Il mistero di Galatea
Summary
Marble dust still clings to the retina in this phantasmagoric palimpsest where Sartorio, playing a sculptor gripped by Pygmalion’s echo, chisels not stone but celluloid itself. On a Caprian shoreline that breathes like living lung tissue, he unearths a half-buried statue of Galatea—veins of calcite pulsing under moonlight—only to watch her ivory shoulder twitch, flake, and birth Marga Sevilla, a woman who claims to have stepped out of Ovid’s unfinished draft. Together they drift through catacombs of mirrors, each reflection revealing a different century: a 1919 Futurist soirée where mechanical dancers weld desire to steel; a plague-ridden 1600s Naples where monks paint viruses into frescoes; a future Rome of glass that folds like paper. Every episode is stitched by an unseen narrator whispering in Latin hexameter, suggesting the lovers are merely pigments in someone else’s fresco.
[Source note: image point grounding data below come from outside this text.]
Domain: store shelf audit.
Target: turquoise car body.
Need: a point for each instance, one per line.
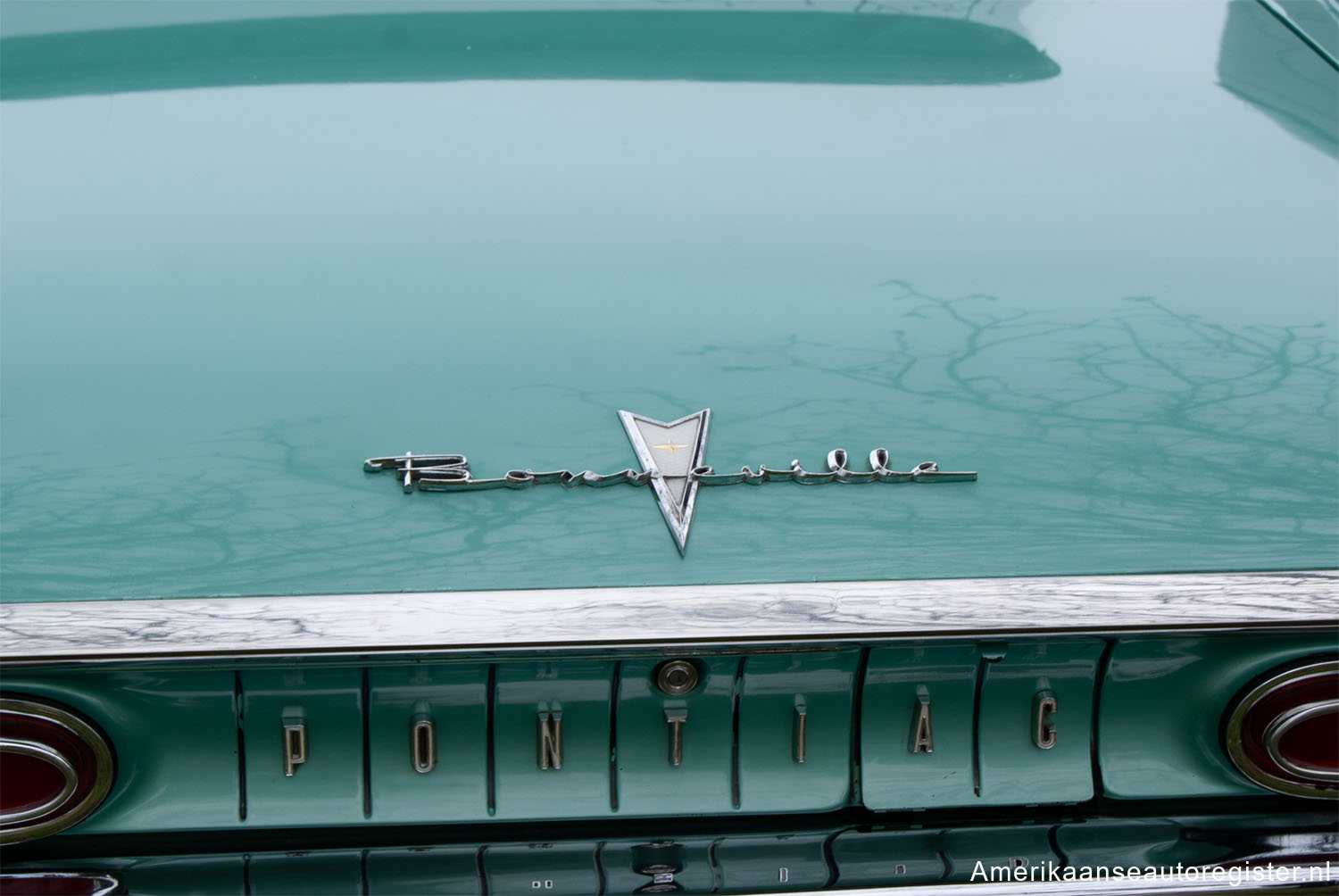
(1085, 252)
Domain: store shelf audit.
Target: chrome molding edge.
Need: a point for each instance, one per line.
(664, 615)
(1303, 877)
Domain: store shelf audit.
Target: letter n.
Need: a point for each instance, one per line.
(551, 740)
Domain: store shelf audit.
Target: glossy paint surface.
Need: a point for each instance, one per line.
(1173, 751)
(1098, 270)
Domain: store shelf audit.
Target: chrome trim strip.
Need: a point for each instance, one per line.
(1302, 877)
(663, 615)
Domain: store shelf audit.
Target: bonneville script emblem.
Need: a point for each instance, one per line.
(672, 464)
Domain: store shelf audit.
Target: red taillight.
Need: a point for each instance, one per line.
(55, 767)
(1285, 732)
(56, 884)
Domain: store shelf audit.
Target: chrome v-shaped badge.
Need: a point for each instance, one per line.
(672, 465)
(670, 453)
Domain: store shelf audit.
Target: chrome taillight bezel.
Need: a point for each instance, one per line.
(1302, 781)
(75, 802)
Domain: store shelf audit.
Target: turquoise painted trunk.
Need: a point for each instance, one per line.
(240, 257)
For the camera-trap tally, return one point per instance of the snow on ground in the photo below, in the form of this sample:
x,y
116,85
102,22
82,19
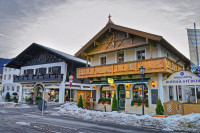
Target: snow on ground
x,y
23,123
13,105
189,122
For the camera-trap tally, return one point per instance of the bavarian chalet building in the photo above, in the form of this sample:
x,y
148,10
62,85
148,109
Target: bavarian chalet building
x,y
44,73
118,52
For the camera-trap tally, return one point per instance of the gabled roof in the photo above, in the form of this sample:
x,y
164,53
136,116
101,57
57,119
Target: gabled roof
x,y
34,48
157,38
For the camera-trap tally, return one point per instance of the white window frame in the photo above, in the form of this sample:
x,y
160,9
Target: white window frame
x,y
140,49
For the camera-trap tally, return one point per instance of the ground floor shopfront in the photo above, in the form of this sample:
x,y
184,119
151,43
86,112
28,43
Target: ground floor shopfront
x,y
52,92
182,86
129,94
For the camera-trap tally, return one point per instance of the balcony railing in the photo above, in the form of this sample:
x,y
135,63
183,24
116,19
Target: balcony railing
x,y
156,65
39,78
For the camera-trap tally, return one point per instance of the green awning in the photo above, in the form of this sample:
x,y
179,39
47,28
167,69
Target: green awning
x,y
127,81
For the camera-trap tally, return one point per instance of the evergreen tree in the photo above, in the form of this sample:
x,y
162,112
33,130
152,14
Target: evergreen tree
x,y
114,104
159,108
80,102
8,97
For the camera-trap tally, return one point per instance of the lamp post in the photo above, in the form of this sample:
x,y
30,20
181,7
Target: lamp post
x,y
142,69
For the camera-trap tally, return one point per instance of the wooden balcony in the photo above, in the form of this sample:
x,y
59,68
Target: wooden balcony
x,y
156,65
38,78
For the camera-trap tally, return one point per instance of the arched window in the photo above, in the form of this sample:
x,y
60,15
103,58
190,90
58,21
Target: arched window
x,y
137,91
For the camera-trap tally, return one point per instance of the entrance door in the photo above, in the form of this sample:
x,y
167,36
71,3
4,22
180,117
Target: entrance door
x,y
86,95
121,97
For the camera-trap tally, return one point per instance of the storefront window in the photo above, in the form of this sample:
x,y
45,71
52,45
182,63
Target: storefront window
x,y
54,95
180,92
127,94
107,92
137,91
171,95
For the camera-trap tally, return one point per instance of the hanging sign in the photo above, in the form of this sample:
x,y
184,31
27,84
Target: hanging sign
x,y
182,78
71,77
110,80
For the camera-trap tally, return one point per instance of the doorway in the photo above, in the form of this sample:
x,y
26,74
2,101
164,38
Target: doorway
x,y
121,97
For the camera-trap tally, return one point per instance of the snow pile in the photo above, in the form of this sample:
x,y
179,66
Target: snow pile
x,y
23,123
177,122
24,106
11,105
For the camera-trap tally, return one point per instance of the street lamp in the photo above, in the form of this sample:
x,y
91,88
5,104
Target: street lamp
x,y
142,69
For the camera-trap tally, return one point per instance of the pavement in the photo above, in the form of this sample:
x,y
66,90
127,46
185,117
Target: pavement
x,y
57,124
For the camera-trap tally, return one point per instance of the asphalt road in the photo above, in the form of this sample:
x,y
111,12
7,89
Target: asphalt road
x,y
9,117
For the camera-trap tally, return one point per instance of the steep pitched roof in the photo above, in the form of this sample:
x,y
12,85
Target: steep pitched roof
x,y
33,49
157,38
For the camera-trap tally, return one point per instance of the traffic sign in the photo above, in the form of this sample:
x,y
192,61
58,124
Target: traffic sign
x,y
42,103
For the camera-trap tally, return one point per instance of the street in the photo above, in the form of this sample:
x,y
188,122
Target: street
x,y
9,117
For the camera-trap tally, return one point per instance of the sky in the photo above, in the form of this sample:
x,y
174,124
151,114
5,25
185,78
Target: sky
x,y
67,25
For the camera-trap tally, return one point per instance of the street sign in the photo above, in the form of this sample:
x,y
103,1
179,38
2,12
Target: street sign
x,y
71,77
110,80
42,103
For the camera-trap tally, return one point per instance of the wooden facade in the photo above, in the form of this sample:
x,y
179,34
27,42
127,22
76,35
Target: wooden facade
x,y
156,65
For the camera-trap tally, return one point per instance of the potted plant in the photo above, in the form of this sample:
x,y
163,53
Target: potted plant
x,y
159,110
15,98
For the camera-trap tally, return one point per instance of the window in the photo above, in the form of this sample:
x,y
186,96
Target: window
x,y
141,55
128,94
40,71
137,91
9,77
107,92
103,60
180,93
3,88
193,91
30,71
17,88
120,57
25,72
8,88
171,95
55,70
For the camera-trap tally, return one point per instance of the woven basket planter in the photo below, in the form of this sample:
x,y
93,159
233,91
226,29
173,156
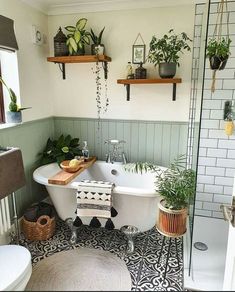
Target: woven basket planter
x,y
43,229
171,223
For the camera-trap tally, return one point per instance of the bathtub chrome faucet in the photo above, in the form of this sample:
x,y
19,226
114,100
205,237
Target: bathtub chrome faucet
x,y
114,155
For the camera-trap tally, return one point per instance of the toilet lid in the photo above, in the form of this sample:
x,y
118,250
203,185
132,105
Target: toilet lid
x,y
15,261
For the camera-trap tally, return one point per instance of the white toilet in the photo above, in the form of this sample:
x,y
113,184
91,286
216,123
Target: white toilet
x,y
15,267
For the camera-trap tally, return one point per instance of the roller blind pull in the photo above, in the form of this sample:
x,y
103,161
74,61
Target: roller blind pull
x,y
7,34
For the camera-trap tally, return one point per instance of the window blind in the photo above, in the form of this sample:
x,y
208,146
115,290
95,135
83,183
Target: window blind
x,y
7,34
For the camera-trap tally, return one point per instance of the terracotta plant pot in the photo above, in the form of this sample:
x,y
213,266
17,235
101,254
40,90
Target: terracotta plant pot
x,y
229,127
171,223
218,63
14,117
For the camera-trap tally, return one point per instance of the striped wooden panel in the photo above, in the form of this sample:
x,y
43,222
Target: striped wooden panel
x,y
153,141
When Sevilla’s Galatea discovers she can bleed ichor that hardens into miniature replicas of Sartorio, she begins gifting these statuettes to passers-by, who promptly petrify into living marble. The sculptor, desperate to halt the contagion of myth, attempts to return the woman to her basalt pedestal, but the island itself revolts: waves become chisels, clouds become marble dust, the moon a mallet that fractures the sky. In the final reel the couple embrace while dissolving into a single vein of Carrara that streaks across the horizon, implying that art, lover, and quarry were always the same organism in different stages of erosion.